The tenants seized his servants; they beat one, killed another, and stoned a third. Then he sent other servants to them, more than the first time, and the tenants treated them the same way.Last of all, he sent his son to them. ‘They will respect my son,’ he said.

But when the tenants saw the son, they said to each other, ‘This is the heir. Come, let’s kill him and take his inheritance.’ So they took him and threw him out of the vineyard and killed him.

Therefore, when the owner of the vineyard comes, what will he do to those tenants?” He will bring those wretches to a wretched end,” they replied, “and he will rent the vineyard to other tenants, who will give him his share of the crop at harvest time.”

Jesus said to them, “Have you never read in the Scriptures: “The stone the builder rejected has become the cornerstone, the Lord has done this and it is marvelous in our eyes.”

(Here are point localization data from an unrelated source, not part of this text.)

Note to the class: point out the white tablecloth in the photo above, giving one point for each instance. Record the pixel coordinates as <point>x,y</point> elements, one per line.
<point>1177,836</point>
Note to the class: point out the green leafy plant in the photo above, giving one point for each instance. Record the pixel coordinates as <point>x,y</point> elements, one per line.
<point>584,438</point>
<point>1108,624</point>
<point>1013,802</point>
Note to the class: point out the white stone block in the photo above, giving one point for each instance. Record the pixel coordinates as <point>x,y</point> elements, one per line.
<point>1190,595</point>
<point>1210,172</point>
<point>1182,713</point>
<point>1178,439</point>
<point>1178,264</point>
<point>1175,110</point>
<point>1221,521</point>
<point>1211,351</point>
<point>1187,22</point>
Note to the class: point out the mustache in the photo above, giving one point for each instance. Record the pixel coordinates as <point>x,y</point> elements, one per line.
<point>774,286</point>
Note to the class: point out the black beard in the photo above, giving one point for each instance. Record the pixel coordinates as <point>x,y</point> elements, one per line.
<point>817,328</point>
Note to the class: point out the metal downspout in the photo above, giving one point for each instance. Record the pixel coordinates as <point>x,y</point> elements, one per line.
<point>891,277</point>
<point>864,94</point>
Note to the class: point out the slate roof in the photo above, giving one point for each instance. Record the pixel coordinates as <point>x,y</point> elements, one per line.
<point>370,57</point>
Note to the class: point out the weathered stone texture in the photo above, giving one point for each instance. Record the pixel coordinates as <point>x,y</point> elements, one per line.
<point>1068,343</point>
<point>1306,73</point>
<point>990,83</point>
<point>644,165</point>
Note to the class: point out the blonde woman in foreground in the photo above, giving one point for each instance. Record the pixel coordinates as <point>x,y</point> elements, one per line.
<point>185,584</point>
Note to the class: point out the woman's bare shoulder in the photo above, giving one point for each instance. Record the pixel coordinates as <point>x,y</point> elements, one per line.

Jesus quoted these scriptures to confirm the prophecy in Psalm 118:22-23 regarding the stone that the builder rejected. He Jesus is the stone whom the Jews rejected and he has become the Savior of all mankind. In conclusion, Jesus’ view of the Old Testament scripture was not to abrogate it, but his was to ratify it as to prove its authenticity and inerrancy in scope.

THEOLOGICAL ISSUES

            The Pharisees had consistently denied that Jesus was the Son of God; as the result, he was declared blasphemous and heretic. His questioning of the Pharisees regarding his deity and humanity is theological in nature. Between the 14th and 16th century during the reign of Constantine, the emperor of Roman, this was a theological confrontation which existed as the result of the ideologies of Arus called the Arian Controversy. This controversy led to the meeting held in Constantinople to decide and conclude the finality of the outcome of this teaching propagated by Arus and his group regarding the Trinity. At the end of this meeting, it was concluded that indeed Jesus is both human and God in the flesh. The issue of whether Jesus is God or not is proven in the scripture discussed in this paper. If David calls him Lord and the Pharisees confirmed that he is the Son of David, then, Jesus is indeed both God and Man. He is God as the result of his virgin birth and he is man because he was born through a woman. If the Pharisees confirmed his humanity and David confirmed his deity because David was speaking by the Lord’s voice, which means Jesus existed before he was born into this world. If he existed, then he pre-existed. This explains to us his infinite nature which validates his eternality as being God who has no beginning and ending.

THEOLOGICAL APPLICATION

            If Jesus is God, then mankind can be saved through him according to scripture. We have a living hope that the hopeless, weary, frustrated, and sick can go to for hope, strength, counsel, and healing. He is the source of our enablement, salvation, and restoration.